Paris- France (PANA) -- Une réunion d'évaluation du projet spécial "Femmes, Enseignement supérieur et Développement" s'est ouverte lundi à Paris en présence de représentantes d'ONG, d'enseignantes des universités ainsi que de fonctionnaires en charge de ce secteur à l'UNESCO.
Ce projet avait été lancé par l'Organisation des Nations unies pour l'éducation, la science et la culture au lendemain du sommet mondial sur les femmes, tenu en 1995 à Beijing (Chine), afin de leur garantir les mêmes chance d'accès à l'enseignement que les hommes, rappelle-t-on.
"Cette réunion est pour nous d'une importance capitale puisque c'est la première fois que nous regroupons ensemble les responsables des six chaires créées à travers le monde pour s'occuper des questions touchant aux femmes et à leur implication dans le développement", a déclaré à la PANA, Mme Breda Palvic.

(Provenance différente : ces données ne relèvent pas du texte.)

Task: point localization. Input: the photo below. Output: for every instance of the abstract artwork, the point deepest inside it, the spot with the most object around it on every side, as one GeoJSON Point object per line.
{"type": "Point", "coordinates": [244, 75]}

Mme Palvic, qui est de la Division des femmes, de la jeunesse et des stratégies spéciales à l'UNESCO, a souhaité que cette réunion d'évaluation permette, outre l'échange d'expériences entre les participants, une identification claire des obstacles au fonctionnement des chaires consacrées aux problèmes des femmes.
Répondant à ce voeu, les responsables des chaires installées en Afrique ont insisté sur les difficultés financières auxquelles elles sont confrontées.
"C'est une très bonne initiative que de créer une chaire pour permettre un meilleur accès des femmes aux sciences et aux technologies, surtout en Afrique, mais la bonne volonté à elle seule ne suffit pas, il faut de l'argent", a confié le Pr Abah Andam.
Ce titulaire de la chaire UNESCO pour l'accès des femmes aux sciences et techniques en Afrique de l'Ouest exprimait ainsi la crainte de voir son institution, installée à Accra, au Ghana, disparaître faute de moyens financiers.
Au cours des discussions, qui dureront deux jours, les participants espèrent identifier les voies de solutions à cette lancinante question du financement qui a dominé tous les débats du premier jour des travaux.